Work Imitating Life

Somewhere between becoming an adult, being an adult and thinking that I am an adult, creativity was put to the wayside. Though I am a designer, and while I’ve been regarded as an artist or a creative or “different” (whatever that means) something was unsettling. For instance, I wondered what was keeping me from getting non-work related, creative projects going?

I think part of the problem was that everything distracted me: Netflix, *insert popular on-line shopping site*, the good weather so that we can finally enjoy the great outdoors above -15 degrees, my family all of whom I’d like to visit more, best friends who I need to "eat, drink and be merry" with, my health that I need to be concerned about, laundry, reading, and newborn relatives to name a few. However meaningful, mundane, enjoyable, frustrating or tedious, it kept me from the other list of “creative” projects I wanted to check off.

So. Was that it? My restlessness stemmed from time management?

Four months ago, my design partner, Marnie Meylor, and I were assigned to explore positive behavior change in the realm of wellness. This was a bit ironic given my state of wellness. However, as the research moved forward and we learned about what our wellness coaches do with their clients, I began to realize that the connection between my creativity and life was becoming more and more disconnected.

Wellness coaches help clients identify what is meaningful in their lives and align them with their behavior. Unlike a medical visit, clients diagnose and prescribe themselves; coaches do not tell clients what they should value.
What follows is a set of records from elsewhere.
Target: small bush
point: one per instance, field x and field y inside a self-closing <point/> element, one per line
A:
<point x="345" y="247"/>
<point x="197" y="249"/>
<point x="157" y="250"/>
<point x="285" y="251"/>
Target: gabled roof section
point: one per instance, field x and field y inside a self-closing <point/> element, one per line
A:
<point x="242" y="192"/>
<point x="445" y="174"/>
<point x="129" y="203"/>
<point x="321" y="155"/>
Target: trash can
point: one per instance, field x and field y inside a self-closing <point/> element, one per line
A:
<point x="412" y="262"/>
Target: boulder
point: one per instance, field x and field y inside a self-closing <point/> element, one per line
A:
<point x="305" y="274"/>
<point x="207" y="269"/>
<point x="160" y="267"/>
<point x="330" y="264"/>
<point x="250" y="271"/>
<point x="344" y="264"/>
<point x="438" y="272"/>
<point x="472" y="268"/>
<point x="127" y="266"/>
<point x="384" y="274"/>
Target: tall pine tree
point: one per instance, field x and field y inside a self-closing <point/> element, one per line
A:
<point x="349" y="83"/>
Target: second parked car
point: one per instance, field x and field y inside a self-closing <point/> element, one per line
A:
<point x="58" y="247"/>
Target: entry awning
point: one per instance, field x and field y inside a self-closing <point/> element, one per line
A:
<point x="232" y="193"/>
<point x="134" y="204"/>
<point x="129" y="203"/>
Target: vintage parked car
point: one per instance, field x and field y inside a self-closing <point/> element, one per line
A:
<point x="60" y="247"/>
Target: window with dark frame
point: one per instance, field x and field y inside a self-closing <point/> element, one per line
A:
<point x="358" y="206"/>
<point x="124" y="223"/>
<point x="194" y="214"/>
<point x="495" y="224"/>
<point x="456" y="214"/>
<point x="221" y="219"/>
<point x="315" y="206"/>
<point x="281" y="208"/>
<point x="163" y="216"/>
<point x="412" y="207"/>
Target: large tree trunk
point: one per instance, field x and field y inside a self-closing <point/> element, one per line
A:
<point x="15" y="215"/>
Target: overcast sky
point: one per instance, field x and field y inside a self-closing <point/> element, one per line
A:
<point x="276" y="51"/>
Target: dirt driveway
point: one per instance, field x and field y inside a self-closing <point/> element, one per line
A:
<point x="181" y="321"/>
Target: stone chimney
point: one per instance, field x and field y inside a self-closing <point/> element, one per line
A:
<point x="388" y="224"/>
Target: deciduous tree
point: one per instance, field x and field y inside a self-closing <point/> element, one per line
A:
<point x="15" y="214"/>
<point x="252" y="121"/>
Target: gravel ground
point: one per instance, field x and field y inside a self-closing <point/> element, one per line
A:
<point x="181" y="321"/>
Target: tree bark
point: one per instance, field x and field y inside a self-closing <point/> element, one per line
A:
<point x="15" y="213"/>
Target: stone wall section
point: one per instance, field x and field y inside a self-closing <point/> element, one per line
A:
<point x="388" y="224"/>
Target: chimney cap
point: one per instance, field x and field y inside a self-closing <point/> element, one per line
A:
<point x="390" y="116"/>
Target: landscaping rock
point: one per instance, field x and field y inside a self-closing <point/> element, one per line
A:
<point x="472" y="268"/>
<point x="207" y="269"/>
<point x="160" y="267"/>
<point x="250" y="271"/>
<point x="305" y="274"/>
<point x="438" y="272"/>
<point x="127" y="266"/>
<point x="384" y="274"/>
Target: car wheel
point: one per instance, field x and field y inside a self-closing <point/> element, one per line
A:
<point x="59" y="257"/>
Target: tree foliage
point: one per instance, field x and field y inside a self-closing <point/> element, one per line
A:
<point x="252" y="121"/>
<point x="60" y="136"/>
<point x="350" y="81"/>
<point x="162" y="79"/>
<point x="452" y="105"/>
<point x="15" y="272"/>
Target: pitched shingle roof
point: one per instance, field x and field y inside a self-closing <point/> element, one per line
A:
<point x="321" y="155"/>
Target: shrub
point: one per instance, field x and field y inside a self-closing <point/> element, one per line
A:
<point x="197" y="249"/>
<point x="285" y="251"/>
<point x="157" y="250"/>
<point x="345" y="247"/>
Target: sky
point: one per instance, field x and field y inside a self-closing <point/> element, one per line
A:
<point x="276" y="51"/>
Coaches do not assign goals for clients to achieve. Coaches guide their clients through a future oriented, creative process of self-discovery. They help clients imagine their vision of the their future.

Awareness of 'the present' plays a large part in this creation. Coaches ask clients how they feel about something. They don’t reprimand their client if they didn’t do something they said they would. Rather, coaches ask why and how that goal might be achieved. In some cases, the client and coach discover that the goal should not have been a goal in the first place!

As I observed about a dozen coach-client sessions, it was like watching a magic show. Though the 12-week program may be a roller coaster of successes and failures, clients were allowed (and allowed themselves) to experiment with strategies and tactics to achieve their self-initiated goals. From meal planning and exercising to building social circles, clients made small steps and turned their new habits into behaviors. What was most profound was that process resulted in a greater sense of confidence, forgiveness of others and self, resilience and other strengths that would help them connect their values to their behaviors.

Now what about my own creativity? This research made me realize the need of being more self-aware of the present. Unlike the clients, I didn’t allow time for this. My problem was not about prioritizing my time. Whether my behaviors connected or distracted from what I truly found meaningful in my life, I “had to” do them. I had no clear, articulated intention and I needed to change.

And just to be clear, I’m still working on that checking off that list of creative projects!